The Clock Tower, as it has been called since then, was recently renamed the Elizabeth Tower after the Queen in honour of her Diamond Jubilee in 2012, but it hasn't caught on. England is not, after all, a nation that often renames its streets and buildings in honour of the recently departed or the living.

As everyone knows, Big Ben actually refers to the bell, which is now as familiar as the tower that houses it, because we hear it every day on the BBC before news bulletins. Its strange ding-dong-ding-dong chimes (said to have been adapted from Handel for the bells of Great St Mary's in Cambridge) are also familiar from television satire, annoying ringtones and much else besides.

When it was built, there was a row about the clock because nobody got round to commissioning one until the tower was 150 feet off the ground and it did not sit in its rightful place until 1859, twenty-five years after the old Palace of Westminster and parliamentary buildings had burned down.

The bell was already up by then, but not without difficulty. When Big Ben was being tested, it cracked in 1857 and had to be recast. It was hung in 1858, tested and cracked again in 1859, and remains cracked to this day. The solution was an English compromise: a lighter hammer. The bell finally tolled again in 1863. At 315 feet in height, and with no lift, it is a bit of a climb to see inside the careful mechanism and the Victorian pennies which still keep time – a penny is said to shift the timekeeping by 0.4 seconds a day one way or the other.

Big Ben is said to have been named after Benjamin Hall, the commissioner of the works. But there is an alternative story that Big Ben actually referred to Benjamin Caunt, a famous prizefighter, nicknamed by the workmen who had to heave the bell up and down, because of its weight.

As well as the cracks, another problem with Big Ben is that it is built on what used to be Thorney Island, on a sandy river beach connected to a marshy tract of land between two channels of the River Tyburn. The Victoria Tower at the other end – the tallest building in the country when it was built – was actually built on quicksand. When Westminster Underground station was enlarged, the huge tunnelling equipment had to stop work when Big Ben began to list. It now leans slightly to the north-west and oscillates very slightly according to the weather, rather like the MPs in the debating chamber below.

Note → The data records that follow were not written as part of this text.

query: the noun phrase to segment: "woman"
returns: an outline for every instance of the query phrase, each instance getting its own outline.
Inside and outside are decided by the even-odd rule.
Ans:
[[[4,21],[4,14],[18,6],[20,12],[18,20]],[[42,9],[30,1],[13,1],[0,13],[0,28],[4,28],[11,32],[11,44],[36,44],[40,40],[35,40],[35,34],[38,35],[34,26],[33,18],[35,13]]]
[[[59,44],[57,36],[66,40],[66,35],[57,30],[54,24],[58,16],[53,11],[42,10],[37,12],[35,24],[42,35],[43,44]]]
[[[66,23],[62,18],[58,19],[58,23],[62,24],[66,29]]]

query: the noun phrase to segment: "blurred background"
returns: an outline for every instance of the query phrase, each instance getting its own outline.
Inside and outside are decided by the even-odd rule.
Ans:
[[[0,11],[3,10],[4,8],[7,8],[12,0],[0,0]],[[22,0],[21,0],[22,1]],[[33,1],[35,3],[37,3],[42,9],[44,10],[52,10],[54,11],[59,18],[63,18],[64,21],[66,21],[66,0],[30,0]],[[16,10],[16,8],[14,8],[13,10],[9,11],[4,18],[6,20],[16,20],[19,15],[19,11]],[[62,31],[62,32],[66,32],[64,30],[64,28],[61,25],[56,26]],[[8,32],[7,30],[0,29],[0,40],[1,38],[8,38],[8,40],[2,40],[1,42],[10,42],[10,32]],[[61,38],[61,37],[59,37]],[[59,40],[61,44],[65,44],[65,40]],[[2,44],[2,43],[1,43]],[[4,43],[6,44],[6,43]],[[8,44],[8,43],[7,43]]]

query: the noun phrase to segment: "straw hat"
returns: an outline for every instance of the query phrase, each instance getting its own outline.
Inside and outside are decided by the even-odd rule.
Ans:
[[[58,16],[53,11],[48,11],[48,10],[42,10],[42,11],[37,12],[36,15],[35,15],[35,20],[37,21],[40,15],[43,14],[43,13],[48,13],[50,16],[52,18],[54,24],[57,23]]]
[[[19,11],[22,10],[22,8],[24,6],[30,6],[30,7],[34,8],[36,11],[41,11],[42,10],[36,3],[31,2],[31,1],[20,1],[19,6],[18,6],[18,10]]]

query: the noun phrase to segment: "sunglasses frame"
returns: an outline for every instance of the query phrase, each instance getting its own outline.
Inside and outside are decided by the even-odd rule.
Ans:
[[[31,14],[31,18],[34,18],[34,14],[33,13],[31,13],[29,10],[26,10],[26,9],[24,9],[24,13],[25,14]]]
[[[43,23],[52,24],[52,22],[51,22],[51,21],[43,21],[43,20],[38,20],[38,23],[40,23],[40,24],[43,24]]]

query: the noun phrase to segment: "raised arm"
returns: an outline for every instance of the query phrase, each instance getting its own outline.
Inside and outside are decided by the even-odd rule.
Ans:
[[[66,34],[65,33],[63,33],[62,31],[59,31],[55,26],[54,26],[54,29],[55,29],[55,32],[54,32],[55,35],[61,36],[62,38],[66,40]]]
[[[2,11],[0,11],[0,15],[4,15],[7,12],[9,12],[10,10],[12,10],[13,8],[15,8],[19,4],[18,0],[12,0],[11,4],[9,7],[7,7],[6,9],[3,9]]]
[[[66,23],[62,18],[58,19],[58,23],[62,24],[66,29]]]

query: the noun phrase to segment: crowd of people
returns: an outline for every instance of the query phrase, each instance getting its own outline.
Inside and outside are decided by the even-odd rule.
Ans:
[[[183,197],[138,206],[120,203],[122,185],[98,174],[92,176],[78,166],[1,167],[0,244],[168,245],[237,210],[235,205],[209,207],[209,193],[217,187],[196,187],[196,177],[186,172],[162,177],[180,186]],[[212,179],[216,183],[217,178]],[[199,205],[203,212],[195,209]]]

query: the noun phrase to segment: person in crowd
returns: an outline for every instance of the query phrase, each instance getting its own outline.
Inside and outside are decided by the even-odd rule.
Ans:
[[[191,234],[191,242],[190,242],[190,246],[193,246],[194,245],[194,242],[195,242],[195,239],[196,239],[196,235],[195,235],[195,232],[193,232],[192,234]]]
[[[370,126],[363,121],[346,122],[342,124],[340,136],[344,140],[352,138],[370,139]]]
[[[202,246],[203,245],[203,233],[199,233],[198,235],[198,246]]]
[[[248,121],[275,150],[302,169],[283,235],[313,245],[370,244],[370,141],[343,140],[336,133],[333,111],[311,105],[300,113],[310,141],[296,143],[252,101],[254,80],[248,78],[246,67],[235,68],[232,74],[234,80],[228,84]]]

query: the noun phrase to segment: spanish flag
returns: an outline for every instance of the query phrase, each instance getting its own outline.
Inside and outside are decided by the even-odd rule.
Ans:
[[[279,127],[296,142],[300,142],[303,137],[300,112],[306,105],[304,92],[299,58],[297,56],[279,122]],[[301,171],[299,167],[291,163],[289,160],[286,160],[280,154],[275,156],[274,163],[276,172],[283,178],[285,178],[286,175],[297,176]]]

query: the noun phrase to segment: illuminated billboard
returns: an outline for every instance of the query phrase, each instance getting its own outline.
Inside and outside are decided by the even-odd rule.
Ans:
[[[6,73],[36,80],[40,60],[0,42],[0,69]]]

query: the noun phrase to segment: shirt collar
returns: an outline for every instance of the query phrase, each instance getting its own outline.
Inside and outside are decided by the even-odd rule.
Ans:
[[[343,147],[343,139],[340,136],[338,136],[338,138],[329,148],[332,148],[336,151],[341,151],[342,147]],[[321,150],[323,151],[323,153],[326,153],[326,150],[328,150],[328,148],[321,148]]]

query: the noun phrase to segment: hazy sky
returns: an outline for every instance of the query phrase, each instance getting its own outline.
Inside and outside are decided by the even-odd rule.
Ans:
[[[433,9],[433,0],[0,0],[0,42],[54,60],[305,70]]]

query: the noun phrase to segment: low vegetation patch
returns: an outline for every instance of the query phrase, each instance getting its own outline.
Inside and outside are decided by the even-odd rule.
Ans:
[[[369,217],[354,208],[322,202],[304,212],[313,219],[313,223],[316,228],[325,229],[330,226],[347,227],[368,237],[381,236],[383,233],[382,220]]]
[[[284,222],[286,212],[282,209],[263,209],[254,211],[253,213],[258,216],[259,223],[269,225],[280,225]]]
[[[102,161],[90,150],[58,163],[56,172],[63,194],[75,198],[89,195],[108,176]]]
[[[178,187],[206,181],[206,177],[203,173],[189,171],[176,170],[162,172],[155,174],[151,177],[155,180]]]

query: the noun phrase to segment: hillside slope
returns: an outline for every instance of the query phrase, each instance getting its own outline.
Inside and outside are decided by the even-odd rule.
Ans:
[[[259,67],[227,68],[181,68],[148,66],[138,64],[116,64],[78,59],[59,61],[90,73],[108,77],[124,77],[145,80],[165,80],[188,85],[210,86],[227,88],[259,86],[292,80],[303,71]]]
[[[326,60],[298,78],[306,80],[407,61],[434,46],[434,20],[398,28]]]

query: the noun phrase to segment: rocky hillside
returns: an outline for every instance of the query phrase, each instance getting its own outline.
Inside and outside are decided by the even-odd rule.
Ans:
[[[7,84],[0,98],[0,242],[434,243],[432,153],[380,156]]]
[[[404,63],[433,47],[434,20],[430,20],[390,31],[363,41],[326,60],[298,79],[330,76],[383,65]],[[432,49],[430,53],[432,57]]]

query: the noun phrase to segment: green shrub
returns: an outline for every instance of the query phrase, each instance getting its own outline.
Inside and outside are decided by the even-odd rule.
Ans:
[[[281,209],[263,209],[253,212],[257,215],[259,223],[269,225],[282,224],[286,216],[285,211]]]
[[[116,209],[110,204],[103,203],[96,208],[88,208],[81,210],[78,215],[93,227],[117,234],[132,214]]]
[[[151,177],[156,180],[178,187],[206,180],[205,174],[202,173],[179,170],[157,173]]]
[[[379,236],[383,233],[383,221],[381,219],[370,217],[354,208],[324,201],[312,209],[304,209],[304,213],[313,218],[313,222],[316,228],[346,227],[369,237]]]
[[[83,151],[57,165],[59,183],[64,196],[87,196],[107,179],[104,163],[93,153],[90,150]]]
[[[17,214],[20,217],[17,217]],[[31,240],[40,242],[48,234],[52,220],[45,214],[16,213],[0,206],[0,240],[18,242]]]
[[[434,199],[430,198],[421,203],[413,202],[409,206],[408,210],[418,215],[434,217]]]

Big Ben is a kind of byword for English reliability, breaking down seriously only once in August 1976 – during the long hot summer that changed England forever, first bringing restaurant tables on to the London streets. It stopped again rather mysteriously, also in very hot weather, in May 2005.

It remains the icon of Englishness, understated, bizarrely antique-looking and thoroughly reliable, its pale moon face visible through the fogs and drizzle, its pilot light at the top indicating that Parliament is sitting, Members of Parliament are wrestling with the issues of the nation and all is right with the world.

All through this hour

Lord, be my guide

And by Thy power

No foot shall slide.

The lyrics of the chimes, as set out on the wall of the Clock Tower

IN 1933, WINSTON
Churchill's playboy son Randolph pulled a few strings and got his old housemate John Betjeman a job on the
Evening Standard
gossip column. It was then edited by the former spy Robert Bruce-Lockhart and, although Betjeman was no spy, he was rather a gossip.